小叔没有过多地提及自己现在的情况,只含糊地说打仗期间受了很多坎坷,现在X部队继续服役,担任了一定的职务。不过我看他相貌身手确实和小时完全不同了,干净利落了很多。眉宇间也少了那些倔强之气,多了一份淡定和从容,父亲后来也感慨:部队真是锻炼人,生生把小涛变成个人精了。

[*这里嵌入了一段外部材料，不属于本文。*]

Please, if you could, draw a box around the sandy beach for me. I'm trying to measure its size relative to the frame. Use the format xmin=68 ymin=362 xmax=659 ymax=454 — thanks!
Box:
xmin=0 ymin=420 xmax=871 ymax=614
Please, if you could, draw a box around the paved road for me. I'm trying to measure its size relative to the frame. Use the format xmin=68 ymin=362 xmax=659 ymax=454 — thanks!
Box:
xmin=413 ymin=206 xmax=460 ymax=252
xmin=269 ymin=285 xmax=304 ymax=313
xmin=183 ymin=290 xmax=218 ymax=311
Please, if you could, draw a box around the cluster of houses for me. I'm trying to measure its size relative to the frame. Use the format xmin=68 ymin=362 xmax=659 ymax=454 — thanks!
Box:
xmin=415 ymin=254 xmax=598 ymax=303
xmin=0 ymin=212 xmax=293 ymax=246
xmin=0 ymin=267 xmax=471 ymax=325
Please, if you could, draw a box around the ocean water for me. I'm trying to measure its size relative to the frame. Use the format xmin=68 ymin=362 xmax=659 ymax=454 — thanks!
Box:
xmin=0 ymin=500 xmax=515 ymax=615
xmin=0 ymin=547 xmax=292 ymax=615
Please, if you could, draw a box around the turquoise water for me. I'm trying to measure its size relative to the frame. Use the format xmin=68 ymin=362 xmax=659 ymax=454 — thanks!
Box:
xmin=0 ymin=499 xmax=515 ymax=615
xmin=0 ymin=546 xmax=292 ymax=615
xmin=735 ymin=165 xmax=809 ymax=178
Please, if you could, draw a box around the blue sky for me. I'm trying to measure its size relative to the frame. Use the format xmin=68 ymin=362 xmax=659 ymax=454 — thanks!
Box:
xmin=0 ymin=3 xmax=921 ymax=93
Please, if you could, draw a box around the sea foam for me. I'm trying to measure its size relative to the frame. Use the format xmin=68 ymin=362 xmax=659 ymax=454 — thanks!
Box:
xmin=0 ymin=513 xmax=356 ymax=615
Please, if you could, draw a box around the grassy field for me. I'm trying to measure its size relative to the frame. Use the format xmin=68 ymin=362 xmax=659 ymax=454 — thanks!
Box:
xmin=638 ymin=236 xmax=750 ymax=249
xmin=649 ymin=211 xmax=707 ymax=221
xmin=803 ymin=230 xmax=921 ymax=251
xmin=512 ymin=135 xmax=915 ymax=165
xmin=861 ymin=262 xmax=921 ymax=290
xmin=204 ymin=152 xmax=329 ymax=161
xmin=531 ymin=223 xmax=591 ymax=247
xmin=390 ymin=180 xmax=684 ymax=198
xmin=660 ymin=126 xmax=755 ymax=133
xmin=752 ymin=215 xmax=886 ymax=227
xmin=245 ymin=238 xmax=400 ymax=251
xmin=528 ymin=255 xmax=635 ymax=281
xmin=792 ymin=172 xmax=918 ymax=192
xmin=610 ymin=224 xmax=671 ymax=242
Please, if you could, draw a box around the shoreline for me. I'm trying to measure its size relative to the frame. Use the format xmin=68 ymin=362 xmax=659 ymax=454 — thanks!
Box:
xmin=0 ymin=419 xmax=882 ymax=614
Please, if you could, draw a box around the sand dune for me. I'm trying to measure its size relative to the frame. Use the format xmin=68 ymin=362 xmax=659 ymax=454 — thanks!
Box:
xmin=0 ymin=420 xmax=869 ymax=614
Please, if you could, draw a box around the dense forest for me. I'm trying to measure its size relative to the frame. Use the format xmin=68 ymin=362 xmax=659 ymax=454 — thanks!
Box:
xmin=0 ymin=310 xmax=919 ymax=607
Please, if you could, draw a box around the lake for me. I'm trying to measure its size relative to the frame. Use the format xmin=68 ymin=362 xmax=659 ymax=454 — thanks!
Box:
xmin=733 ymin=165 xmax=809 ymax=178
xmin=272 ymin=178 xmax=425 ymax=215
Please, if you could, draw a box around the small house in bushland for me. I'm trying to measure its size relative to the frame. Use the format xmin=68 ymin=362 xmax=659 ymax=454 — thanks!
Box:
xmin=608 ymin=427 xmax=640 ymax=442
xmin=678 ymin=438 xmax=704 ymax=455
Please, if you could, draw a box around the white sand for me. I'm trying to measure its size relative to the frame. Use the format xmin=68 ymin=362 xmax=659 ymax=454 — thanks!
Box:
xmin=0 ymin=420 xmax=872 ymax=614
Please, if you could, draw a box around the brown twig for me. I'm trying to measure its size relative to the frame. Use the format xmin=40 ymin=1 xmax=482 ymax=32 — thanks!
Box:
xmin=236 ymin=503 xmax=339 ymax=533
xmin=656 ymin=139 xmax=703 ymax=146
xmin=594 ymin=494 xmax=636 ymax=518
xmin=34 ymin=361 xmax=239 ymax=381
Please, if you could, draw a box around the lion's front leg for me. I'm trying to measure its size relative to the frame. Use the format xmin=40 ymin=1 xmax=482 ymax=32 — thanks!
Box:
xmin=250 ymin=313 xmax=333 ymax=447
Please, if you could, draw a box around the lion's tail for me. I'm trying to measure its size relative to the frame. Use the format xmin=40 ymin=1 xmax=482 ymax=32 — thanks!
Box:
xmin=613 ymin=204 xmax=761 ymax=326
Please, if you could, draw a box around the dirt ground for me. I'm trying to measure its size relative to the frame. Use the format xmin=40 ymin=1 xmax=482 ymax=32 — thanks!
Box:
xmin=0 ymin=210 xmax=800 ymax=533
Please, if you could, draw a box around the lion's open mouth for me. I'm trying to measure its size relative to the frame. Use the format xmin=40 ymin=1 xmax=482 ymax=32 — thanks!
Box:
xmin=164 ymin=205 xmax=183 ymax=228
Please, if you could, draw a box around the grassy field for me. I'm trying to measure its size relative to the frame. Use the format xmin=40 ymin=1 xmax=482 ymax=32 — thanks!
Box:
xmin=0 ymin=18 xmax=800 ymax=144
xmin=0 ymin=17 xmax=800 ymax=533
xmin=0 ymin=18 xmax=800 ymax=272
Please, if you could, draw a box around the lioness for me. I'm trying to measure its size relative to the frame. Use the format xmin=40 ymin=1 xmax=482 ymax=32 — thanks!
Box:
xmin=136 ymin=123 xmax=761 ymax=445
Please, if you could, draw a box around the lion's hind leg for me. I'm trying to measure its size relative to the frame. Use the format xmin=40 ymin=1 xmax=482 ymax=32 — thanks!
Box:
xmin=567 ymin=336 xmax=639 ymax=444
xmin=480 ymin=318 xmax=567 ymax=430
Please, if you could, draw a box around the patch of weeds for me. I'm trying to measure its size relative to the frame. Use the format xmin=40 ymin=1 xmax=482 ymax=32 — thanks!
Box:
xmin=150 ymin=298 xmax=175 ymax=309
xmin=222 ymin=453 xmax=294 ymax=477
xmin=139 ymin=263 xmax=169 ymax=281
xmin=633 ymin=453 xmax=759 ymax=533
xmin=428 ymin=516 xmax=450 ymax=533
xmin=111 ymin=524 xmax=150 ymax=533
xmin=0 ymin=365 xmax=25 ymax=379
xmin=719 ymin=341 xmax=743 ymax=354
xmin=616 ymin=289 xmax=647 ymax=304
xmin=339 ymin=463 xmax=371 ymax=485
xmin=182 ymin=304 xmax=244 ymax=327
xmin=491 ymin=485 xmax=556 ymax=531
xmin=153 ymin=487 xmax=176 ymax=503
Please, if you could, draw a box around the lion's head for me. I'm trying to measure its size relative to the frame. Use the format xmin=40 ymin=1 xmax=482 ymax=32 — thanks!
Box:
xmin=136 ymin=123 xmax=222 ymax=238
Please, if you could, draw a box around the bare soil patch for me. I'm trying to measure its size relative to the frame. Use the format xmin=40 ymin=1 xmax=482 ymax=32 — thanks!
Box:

我听吴宏提到小叔,吃惊之余一语不发,只条件反射地开着车,脑子里却一片往事。等我回过神来,发现吴宏认真地看着我,想来他也看出已经陷入回忆中。
我看到他的眼神,有些不好意思,就问道:“我是有个小叔叫孙林涛,十几年了没见了,就几年前见过一面。你们调查的真是仔细,这都知道。不过这跟我们的任务有什么关系?”
吴宏听到这话脸色顿时变了,他眼睛黯淡下来,语气沉重地说:“小孙,有件事我告诉你,你不要激动。我想过了,早晚要说的,不如早说,这样对你还好些。”
我听了心一下提到嗓子眼,无端地心里揪了起来。吴宏抬起头,眼睛直直地盯住我,说:“其实,九号同志就是孙林涛。”
(四十)争执
我听了手一抖,方向盘几乎握不稳,强忍着内心的激动,我把车慢慢停到路边,吴宏看我把速度降了下来,也没有说什么,想必知道我的用意。
听到这样的消息,我无论如何也无法集中精力驾驶了。我沉默了很久,手都不自觉地颤抖起来,要知道小叔小时候常逗我玩耍,有深厚的感情,且不说他从事这样隐蔽的工作,危险性极大,不管什么原因失踪在这连绵起伏的群山之中都是让我肝胆俱裂的事。我脑子中一片空白,悲从心头起,嘴里苦涩不已,总觉得这似乎不像是真的,一切都像是做梦一样。
吴宏叹了口气,一只大手伸过来紧紧握了握我肩头:“你不要太悲伤,我们不是还没有找到孙林涛同志吗,说不定他只是被困在什么地方,他身手非凡,多艰难的情况都经历过,不会就这样失败的。”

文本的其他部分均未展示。